As a native Washingtonian (3rd generation), a current downtown Silver Spring resident, and employee of a Bethesda-based firm founded in 1890 (the second oldest continuously operating business in Greater Washington), it has come to my attention and to the attention of the members of our firm, our families, and what I would consider the greater community at-large that legislation such as the proposed Bill 33-11 is an unnecessary and unproductive use of the council’s time, and an absolute detriment to our county and community of registered voters. The Community Benefits Agreement legislation is at best redundant to federal and state laws regulating employment practices, redundant to the County’s current regulatory review process and at worst, another example of Montgomery County’s trend towards business unfriendliness, putting us at an even further comparative disadvantage to our neighbors in DC and Virginia. Having worked in Bethesda for the last 10 years, and having seen several good firms move their Headquarters out of the County (like a CoStar for example), this is a serious concern!
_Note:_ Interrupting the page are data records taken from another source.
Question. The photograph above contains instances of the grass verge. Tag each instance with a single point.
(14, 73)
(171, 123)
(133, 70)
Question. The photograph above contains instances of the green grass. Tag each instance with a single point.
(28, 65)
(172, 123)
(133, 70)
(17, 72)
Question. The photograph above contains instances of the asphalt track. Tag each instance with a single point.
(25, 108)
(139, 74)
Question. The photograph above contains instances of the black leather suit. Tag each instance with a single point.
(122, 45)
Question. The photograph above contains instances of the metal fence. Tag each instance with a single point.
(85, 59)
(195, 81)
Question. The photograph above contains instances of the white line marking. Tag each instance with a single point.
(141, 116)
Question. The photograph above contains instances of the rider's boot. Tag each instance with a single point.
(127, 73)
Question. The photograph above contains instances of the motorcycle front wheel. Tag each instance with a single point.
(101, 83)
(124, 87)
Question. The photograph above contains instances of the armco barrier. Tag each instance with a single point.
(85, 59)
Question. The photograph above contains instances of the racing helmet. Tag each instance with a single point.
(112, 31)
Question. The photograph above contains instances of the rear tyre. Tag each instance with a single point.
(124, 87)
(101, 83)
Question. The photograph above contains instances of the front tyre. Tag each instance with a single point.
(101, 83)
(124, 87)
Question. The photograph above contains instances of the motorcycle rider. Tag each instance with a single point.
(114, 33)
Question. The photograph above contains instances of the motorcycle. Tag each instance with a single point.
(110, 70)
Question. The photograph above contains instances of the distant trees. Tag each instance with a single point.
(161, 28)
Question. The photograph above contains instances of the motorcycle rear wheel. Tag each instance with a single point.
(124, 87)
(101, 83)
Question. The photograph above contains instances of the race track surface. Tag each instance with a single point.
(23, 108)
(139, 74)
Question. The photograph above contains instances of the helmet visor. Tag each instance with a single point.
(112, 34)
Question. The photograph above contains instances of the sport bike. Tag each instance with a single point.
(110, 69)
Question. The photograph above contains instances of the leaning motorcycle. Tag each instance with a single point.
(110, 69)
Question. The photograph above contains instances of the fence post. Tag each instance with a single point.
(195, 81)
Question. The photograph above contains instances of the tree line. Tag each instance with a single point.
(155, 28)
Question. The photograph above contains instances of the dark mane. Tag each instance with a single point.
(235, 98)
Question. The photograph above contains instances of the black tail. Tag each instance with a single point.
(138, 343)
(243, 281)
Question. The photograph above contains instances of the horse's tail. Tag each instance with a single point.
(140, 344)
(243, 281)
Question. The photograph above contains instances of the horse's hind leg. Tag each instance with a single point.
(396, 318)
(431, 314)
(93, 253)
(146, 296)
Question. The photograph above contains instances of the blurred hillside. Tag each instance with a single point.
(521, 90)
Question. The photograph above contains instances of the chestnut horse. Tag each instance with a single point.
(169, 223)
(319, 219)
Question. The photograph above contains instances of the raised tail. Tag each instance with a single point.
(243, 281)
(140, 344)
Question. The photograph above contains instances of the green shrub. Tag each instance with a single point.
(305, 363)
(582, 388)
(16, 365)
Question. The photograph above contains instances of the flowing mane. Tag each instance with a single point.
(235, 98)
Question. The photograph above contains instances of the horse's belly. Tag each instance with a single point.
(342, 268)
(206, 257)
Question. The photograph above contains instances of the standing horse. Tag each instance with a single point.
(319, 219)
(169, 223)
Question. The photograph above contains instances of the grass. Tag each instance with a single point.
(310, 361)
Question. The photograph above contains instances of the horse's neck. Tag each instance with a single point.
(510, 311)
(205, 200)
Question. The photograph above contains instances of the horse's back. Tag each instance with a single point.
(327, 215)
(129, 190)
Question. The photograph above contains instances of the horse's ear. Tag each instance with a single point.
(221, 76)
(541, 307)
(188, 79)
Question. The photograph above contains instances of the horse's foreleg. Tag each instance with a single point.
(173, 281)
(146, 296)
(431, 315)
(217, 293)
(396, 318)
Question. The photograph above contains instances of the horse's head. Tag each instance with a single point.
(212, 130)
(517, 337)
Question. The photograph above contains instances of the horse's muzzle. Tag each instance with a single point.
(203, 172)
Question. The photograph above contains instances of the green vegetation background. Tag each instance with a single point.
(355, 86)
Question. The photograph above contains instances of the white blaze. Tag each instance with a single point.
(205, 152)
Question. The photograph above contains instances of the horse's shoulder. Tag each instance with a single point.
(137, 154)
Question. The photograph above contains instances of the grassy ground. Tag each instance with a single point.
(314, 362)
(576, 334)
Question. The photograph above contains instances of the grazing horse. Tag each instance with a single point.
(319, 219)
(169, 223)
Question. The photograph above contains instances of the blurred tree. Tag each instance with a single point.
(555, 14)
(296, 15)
As an employee of a firm who will be making a relocation decision in the next 12-18 months, legislation like this makes it measurably easier to move out of the area, quite candidly. I won’t beleaguer you with charged rhetoric, but simply request you do what I personally, the members of my community, the Chambers in the county, and the area at large demands you do – VOTE AGAINST THIS BILL!

Arnold J. Kohn

I would like to register my opposition to this measure. If community members are concerned about a specific land development application, they would have ample opportunity to air their concerns before the Planning Board. Site plan applications currently require applicants to meet with community members prior to the public hearing on their applications. Many of these community meetings already result in voluntary developer-community benefit agreements under the current procedures.

And Planning Board hearings are open public events at which community members frequently voice their opposition to specific proposals. I have personally seen Planning Board members act during public hearings as unofficial mediators between developers and community opponents, brokering ad hoc developer concessions for the benefit of residents.

But the message that Bill 33-11 would send to future retailers looking to add County locations is, at best, that the development of their store will be difficult and costly, and at worst that they simple aren’t welcome in Montgomery County. Some retailers would, I fear, just redirect their search for new locations to other jurisdictions where they would feel more of a welcoming atmosphere; Bill 33-11 will thus be viewed as anti-business and anti-retail in particular.

County residents looking to shop in some of these large stores without convenient County locations will instead either drive by automobile to jurisdictions like Fairfax and Loudoun Counties, thus adding vehicular trips, additional traffic and air pollution to Montgomery County while depriving the State of needed sales tax revenues, to say nothing of the loss of potential property taxes and income taxes for the County.

Terry Fortuna:


Peter Anton:

Please do not allow any big box stores on Rockville Pike. The traffic is already dreadful!!